Intervention de Régis Juanico

Réunion du mercredi 30 octobre 2019 à 15h00
Commission des affaires culturelles et de l'éducation

Photo issue du site de l'Assemblée nationale ou de WikipediaRégis Juanico, rapporteur pour avis :

Au premier abord, l'évolution des crédits de la mission Sport, jeunesse et vie associative en 2020 semble particulièrement favorable, avec pas moins de 238 millions d'euros de plus en crédits de paiement, pour un total de 1,230 milliard.

Comme pour tout budget, il y a l'affichage et la réalité.

Pour le sport, lorsque l'on prend en compte les effets de périmètre, avec le transfert sur le programme 219 de la masse salariale des CTS et que l'on exclut le programme 350 sur les Jeux olympiques, qui relève d'une logique distincte, les crédits consacrés au sport n'augmentent que de 1,7 million. Je parlerai donc de stagnation.

Les crédits dévolus à la jeunesse et à la vie associative augmentent certes de 51,5 millions, mais cette évolution s'explique très largement par l'inscription de 30 millions d'euros au bénéfice du service national universel, et ce au détriment du déploiement du service civique : celui-ci ne bénéficie que d'une hausse de 2,6 % de ses moyens (+ 13 millions), alors que les crédits avaient augmenté de plus de 60 millions par an en moyenne ces trois dernières années.
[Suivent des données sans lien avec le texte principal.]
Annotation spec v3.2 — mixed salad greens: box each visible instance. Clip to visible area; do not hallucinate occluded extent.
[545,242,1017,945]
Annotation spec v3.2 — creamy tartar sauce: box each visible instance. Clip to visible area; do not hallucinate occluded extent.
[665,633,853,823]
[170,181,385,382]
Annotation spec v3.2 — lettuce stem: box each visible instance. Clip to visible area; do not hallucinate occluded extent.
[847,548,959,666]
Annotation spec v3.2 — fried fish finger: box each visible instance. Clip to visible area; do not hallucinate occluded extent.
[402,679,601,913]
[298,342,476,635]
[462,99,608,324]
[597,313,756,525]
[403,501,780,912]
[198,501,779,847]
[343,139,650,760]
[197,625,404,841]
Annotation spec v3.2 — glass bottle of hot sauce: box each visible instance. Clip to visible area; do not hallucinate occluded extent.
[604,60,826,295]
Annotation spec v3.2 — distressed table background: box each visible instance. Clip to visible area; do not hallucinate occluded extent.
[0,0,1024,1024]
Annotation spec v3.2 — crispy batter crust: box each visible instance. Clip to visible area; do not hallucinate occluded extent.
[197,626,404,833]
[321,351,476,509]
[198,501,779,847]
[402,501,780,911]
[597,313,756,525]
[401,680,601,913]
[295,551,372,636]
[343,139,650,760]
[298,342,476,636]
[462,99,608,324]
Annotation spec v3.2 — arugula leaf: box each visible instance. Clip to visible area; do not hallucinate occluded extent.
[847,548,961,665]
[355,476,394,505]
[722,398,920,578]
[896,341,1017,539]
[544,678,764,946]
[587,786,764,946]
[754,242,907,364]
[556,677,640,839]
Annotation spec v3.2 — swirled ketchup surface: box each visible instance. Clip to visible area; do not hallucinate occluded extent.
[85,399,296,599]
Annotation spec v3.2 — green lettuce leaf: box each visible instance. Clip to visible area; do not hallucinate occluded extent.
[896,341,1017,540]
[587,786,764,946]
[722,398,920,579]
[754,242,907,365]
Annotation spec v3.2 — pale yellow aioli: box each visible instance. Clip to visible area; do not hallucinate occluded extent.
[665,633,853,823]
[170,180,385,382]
Enfin, sur le programme 350, l'on observe un quasi-doublement des crédits de paiement en 2020, pour répondre à la hausse des besoins de la Société de livraison des ouvrages olympiques (Solidéo), pour les opérations d'aménagement nécessaires à l'organisation des JOP. Mais sur les 129,5 millions inscrits cette année, il semblerait que seulement 28 millions – soit un peu plus de 20 % – soient fléchés vers les équipements sportifs, et donc bénéficient vraiment au sport dans son ensemble, au titre de l'héritage des Jeux.

Pourriez-vous, madame la ministre, nous confirmer ce chiffre et nous indiquer quels sont les équipements sportifs financés dans ce cadre ?

S'agissant du sport, on observe une stabilisation des crédits à un niveau particulièrement bas, après deux années de forte diminution. En effet, si l'on réunit les crédits budgétaires et les taxes affectées, les moyens dévolus au sport ont baissé de 15 % entre 2017 et 2019, soit presque 80 millions de moins.

Cela s'est traduit par une forte diminution du soutien apporté aux clubs et aux associations sportives sur nos territoires, ainsi qu'aux équipements sportifs. À ce contexte budgétaire très défavorable, s'est ajoutée la suppression des contrats aidés.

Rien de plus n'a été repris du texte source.